I.

Castiel knew what the disgusting weal on Dean's right arm was. Brand of darkness. Scar of the first slaughter. The Mark of Cain. Dean had wanted him to see it, had purposely brought that filthy sigil close to his face. Rigid with fury, he glared.

Dean watched him carefully. Cas could crush his arm, and right now he wanted to make a point. Cautious respect flashed in his eyes as Cas gripped that branded arm tight enough to cause pain.

"What have you done?" Castiel growled.

Dean's eyes broke like window panes, and through the cracks, terror screamed. Then he whipped his arm loose and pulled down his sleeve. "It's a means to an end," he mumbled to the pavement.

"Damn it, Dean..." Castiel screwed his gaze into the man. That end he spoke of? It was his own. Dean's lust for martyrdom overwhelmed both will and brain. Cas knew that about him. But this was the worst possible moment to learn he'd set in motion yet another plan for self-immolation.

The parting glance Dean flicked him over the roof of the Impala was hot with fear.

X

Castiel, only vaguely aware, reentered his motel room.

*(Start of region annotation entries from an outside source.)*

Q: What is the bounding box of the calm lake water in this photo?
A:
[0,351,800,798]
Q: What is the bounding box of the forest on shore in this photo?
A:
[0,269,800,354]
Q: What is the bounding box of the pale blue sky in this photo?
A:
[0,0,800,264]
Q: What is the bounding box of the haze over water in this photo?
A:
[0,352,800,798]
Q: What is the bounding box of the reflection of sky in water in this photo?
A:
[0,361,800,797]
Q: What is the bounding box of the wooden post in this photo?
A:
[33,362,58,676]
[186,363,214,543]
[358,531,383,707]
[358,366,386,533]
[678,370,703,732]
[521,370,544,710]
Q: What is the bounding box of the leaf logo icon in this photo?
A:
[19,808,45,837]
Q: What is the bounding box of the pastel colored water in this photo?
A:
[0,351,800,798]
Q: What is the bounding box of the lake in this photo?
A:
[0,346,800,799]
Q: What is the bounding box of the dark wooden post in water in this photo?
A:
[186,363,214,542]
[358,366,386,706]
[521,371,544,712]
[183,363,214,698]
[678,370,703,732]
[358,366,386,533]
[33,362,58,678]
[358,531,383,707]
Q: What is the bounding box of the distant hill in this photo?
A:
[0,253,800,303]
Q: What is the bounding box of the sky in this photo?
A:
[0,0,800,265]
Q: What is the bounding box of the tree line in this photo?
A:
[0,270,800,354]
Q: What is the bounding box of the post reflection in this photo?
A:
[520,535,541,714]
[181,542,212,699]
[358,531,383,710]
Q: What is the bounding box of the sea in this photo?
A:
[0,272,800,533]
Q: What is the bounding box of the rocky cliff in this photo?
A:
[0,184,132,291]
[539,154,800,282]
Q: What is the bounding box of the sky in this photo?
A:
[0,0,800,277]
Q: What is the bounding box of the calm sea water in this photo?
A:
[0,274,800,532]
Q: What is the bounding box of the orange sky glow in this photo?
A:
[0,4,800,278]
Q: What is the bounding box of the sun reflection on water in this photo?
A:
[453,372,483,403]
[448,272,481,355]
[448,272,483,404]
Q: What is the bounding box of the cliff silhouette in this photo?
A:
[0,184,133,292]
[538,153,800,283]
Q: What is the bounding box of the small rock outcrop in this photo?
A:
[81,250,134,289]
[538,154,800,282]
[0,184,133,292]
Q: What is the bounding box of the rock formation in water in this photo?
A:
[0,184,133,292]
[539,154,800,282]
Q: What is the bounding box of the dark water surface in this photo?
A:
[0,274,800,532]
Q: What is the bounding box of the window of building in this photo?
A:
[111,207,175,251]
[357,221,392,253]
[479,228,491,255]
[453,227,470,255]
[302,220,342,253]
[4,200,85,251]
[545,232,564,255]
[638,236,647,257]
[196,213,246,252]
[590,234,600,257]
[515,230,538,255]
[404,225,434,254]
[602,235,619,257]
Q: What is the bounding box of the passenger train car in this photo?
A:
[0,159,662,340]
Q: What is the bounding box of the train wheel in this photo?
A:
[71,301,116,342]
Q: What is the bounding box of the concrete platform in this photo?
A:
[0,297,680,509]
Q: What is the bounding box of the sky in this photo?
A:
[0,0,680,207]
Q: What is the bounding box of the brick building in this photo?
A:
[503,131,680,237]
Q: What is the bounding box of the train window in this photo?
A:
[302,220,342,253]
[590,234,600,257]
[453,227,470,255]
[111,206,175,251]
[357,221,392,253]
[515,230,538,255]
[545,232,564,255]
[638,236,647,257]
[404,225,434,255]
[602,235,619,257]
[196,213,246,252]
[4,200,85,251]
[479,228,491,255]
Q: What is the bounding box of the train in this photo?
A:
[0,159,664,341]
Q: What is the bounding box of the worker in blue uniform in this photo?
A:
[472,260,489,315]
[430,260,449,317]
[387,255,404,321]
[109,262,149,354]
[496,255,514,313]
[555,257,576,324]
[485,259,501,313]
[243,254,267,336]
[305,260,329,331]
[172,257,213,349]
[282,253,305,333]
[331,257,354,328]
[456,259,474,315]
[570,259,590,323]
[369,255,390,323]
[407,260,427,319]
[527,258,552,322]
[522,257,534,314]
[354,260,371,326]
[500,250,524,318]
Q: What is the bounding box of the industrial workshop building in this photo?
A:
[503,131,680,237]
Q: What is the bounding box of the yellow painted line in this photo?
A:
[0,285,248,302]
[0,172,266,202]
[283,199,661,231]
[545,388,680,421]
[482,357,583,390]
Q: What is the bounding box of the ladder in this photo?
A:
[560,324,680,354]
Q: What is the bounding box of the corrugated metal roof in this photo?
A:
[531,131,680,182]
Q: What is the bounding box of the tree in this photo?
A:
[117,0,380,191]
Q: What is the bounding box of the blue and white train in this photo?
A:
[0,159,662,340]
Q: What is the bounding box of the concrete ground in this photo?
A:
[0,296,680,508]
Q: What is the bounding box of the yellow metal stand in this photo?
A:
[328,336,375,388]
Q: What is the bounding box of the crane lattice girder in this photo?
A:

He had the curious sensation of time stretching like soft taffy to accomodate the speed of his racing thoughts.

Because of the Fall, he was no longer connected to the power of Heaven. He could not enter dreams. Without his wings, he couldn't even watch over Dean. That meant he had no way to monitor the progression of Dean's inevitable disintegration.

Even with those limitations, being an angel was still better than being human. Not that he'd hated "Steve"—he'd learned so much about the simple dignity of honest work, the poignancy edging every human emotion, so ephemeral, so violent. But Dean had treated Steve like a cute kid brother. Did all but pinch his cheek.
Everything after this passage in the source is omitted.